I mention the theatre only as an easy illustration of that many-sided
vitality one feels at once on entering Germany, that development of all
a people's capabilities, material and spiritual, which is summed up, I
suppose, in that hapless word Kultur.

You may not like German learning or German art, and consider the one
pedantic and the other heavy and uninspired. A Frenchman wrote very
feelingly the other day, in the Revue des Deux Mondes, about a return to
the old French culture, an escape from what he described as the German
habit of accumulating mere facts to something that, in addition to
feeding the brain, nourished the taste as well--carried with it, so to
speak, a certain spiritual fragrance.

You may be of this persuasion. The thing one cannot escape, however, in
Germany, whether one likes its manifestations or not, is the vitality,
the moral and intellectual force, everywhere apparent, whether it be
applied to smashing forts or staging a play.
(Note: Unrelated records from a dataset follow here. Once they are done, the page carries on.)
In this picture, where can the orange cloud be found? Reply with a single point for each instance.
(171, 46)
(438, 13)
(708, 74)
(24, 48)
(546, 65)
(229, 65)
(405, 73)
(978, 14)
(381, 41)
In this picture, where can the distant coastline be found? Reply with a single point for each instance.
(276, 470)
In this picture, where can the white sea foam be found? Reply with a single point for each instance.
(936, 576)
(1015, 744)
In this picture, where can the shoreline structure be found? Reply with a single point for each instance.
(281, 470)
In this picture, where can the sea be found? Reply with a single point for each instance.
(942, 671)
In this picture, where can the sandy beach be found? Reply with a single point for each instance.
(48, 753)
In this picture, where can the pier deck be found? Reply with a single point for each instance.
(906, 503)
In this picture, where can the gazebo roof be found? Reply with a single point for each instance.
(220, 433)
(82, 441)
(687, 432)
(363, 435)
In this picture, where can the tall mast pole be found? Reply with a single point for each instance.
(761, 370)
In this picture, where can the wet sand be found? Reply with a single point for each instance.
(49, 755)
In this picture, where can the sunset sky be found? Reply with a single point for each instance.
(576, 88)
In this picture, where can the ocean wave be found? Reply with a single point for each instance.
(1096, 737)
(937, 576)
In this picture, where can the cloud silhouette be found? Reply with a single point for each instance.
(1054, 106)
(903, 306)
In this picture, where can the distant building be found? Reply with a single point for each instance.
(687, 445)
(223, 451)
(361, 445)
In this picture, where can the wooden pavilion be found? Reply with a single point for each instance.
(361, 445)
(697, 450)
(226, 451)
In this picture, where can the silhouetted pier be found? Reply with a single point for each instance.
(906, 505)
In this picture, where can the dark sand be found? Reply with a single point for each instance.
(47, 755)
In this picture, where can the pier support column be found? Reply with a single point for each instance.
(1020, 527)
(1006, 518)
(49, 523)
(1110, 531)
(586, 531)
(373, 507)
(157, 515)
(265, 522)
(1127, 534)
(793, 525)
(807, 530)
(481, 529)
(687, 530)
When a people can hold
back England and France with one hand and the Russian avalanche with the
other, and, cut off from oversea trade and living on rations almost,
yet, to take but one of the first examples, maintain the art of the
theatre at a level which makes that of New York or London in the most
spacious time of peace seem crude and infantile, one is confronted with
a fact which a reporter in his travels must record--a force which, as
the saying goes, "must be reckoned with."